The U.S. Patent and Trademark Office has extended patent agent privilege to Patent Trial and Appeal Board (PTAB) proceedings. The PTO has thus resolved an ambiguity resulting from the Federal Circuit’s decision in In re Queen’s University, 820 F.3d 1287 (Fed. Cir. 2016). In that case, as we discussed in this webinar, the Federal Circuit recognized patent agent privilege for communications during ex parte patent prosecution during federal court litigation, but was silent on whether patent agent communications were privileged during post-issue PTAB proceedings.
Because the Queens University Court was silent on whether patent agent privilege applied in PTAB proceedings, the PTO proposed an amendment to its rules to protect patent agent communications in proceedings such as inter partes reviews, post-grant reviews, covered business method reviews, and derivation proceedings. Patent agents now receive the same treatment as attorneys on issues affecting privilege or waiver during PTAB proceedings. The approved rule, 37 C.F.R. § 42.57, will take effect December 7, 2017.

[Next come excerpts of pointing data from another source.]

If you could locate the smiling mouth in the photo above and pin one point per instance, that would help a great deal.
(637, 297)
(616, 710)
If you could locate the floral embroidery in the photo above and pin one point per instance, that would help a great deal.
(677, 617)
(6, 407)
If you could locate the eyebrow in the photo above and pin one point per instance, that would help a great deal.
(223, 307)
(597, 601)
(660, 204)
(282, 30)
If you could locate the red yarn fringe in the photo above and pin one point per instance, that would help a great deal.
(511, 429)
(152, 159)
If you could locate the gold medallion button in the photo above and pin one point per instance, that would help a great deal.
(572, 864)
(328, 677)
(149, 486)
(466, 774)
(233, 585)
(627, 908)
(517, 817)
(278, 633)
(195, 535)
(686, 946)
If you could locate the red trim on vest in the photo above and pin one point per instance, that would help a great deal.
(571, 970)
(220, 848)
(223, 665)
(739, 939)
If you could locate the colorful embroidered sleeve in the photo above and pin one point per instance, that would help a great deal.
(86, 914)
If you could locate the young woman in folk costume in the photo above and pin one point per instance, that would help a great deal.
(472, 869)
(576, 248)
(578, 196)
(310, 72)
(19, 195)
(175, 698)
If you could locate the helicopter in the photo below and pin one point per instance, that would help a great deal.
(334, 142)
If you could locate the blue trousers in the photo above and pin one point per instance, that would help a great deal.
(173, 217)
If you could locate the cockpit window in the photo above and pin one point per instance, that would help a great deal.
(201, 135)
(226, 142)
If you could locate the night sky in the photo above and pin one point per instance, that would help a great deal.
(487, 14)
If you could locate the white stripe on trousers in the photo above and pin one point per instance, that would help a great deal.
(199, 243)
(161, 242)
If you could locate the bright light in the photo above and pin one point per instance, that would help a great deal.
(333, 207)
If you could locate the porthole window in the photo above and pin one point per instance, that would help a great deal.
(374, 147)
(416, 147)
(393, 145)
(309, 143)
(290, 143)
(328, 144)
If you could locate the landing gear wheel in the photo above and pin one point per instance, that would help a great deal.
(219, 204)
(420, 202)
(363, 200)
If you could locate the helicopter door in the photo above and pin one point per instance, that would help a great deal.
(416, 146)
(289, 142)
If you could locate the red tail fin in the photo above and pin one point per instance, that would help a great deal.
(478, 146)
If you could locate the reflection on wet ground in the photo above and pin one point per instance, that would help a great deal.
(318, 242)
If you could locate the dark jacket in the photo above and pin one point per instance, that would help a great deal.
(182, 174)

The new rule also grants privilege to “a foreign jurisdiction patent practitioner,” which is defined as “a person who is authorized to provide legal advice in a foreign jurisdiction” even if that foreign jurisdiction does not provide privilege for patent agents. This would likely apply to European patent agents (who are typically privileged under privilege laws of their respective countries), Japanese benrishi (who are privileged in foreign proceedings under Japanese law), and Canadian patent agents (who do not have privilege under Canadian law). Furthermore, this would appear to apply to foreign in-house counsel, who do not typically have privilege, as we discussed in our webinar on patent agent and foreign privilege.
Lessons for Practice
This rule clarifies domestic patent agent privilege, and many patent practitioners expected privilege to extend to PTAB proceedings. But what is interesting is that the PTO has extended patent agent privilege to foreign patent practitioners, who likely do not have similar privilege during litigation. Foreign jurisdictions typically do not have broad privilege protections for attorneys or agents, and US courts typically do not recognize privilege extending beyond the protections of the foreign attorney’s home country. According to the comments in the Federal Register, this broad protection for foreign counsel was adopted to avoid the “touch base” standard for most US courts and to be “simpler to adjudicate and [to] lead to more predictable and consistent results….” It is unclear whether a US court would recognize this extension of privilege during litigation, so be cautious when working with foreign patent counsel in matters that could lead to litigation.